Having practiced since 1976, and as a specialist in oral and maxillofacial surgery, I have had the privilege of defending many fellow dentists in malpractice cases involving the problems associated with some of the issues to which Mr. Sfikas refers in his article. It is clear to this observer that most states with which I have dealt have the "reasonable professional" or "reasonable patient" standard. But as yet, we really have no clear definition of who those individuals are.
It is apparent to me that we need to establish a definition for these individuals. In the case of the reasonable professional standard, one could survey practitioners, from new graduates to those of retirement age, to get a broad spectrum of the various procedures we perform as dental professionals and to establish what we feel should be revealed to a patient in particular situations.
In establishing a reasonable patient standard, we would also present information to the general public aged 18 to 80 for the various procedures we do for approximately 30 to 60 minutes, and then survey them as to what they feel a reasonable patient would want to know. This would be a clear-cut way to establish those things that should or should not be on an informed consent form, therefore necessitating a very defensible informed consent in a court of law. At present, we have no scientific basis for defining those individuals and the vagaries associated with such legal terminology. This has posed significant problems in defending cases in court due to these current vagaries.
Other cases I have had to deal with or have seen in the literature are those of patients who have misrepresented their medical history in an effort to pursue malpractice actions against health care professionals. I feel it is incumbent upon the ADA, through the various state networks, to seek legislation to make it a felony for a patient to provide false information to a practitioner on his or her medical or dental history or in court testimony in an effort to obtain treatment or to pursue legal action.
A case in point was an individual who presented to our office for dental implants, and gave us a negative history for cardiac status when, in fact, he had been referred for bypass surgery three years prior to the treatment. The patient denied taking any medications, but in actuality was taking numerous cardiac medications. Vital signs were taken at the start of the procedure and found to be within normal limits. Anesthetic agents were administered intravenously, local anesthetics were administered and the implants were performed successfully.
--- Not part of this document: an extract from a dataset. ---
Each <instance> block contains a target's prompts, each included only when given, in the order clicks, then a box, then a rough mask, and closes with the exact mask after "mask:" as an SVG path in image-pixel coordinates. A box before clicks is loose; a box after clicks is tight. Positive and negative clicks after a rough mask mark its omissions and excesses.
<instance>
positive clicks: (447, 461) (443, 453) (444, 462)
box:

The patient awoke from anesthesia with crushing chest pains and a severe angina attack, which could only be controlled with a nitroglycerin drip. The patient had to be transferred to a hospital for management, and was successfully treated and managed in our office and in the hospital setting. It is clear that this treatment would not have been rendered to the patient had we been aware of the patients cardiac status. And if the patient had had a fatal outcome, it is quite obvious to this observer that a lawsuit would have ensued.
It is also clear that, based on the information we were provided by the patient, we proceeded in a rational and judicious fashion. I have seen numerous other cases, both personally as a defense expert and in the literature on malpractice cases, where things have been misrepresented. It would be very helpful to cross-file felony charges in cases where the individual or the estate, in the case of a death, provided wrongful information, and where the patient would require a criminal attorney to deal with the charges.
I look to the leadership in the ADA to pursue these avenues so that we can be better protected and obtain better consents in our care of patients.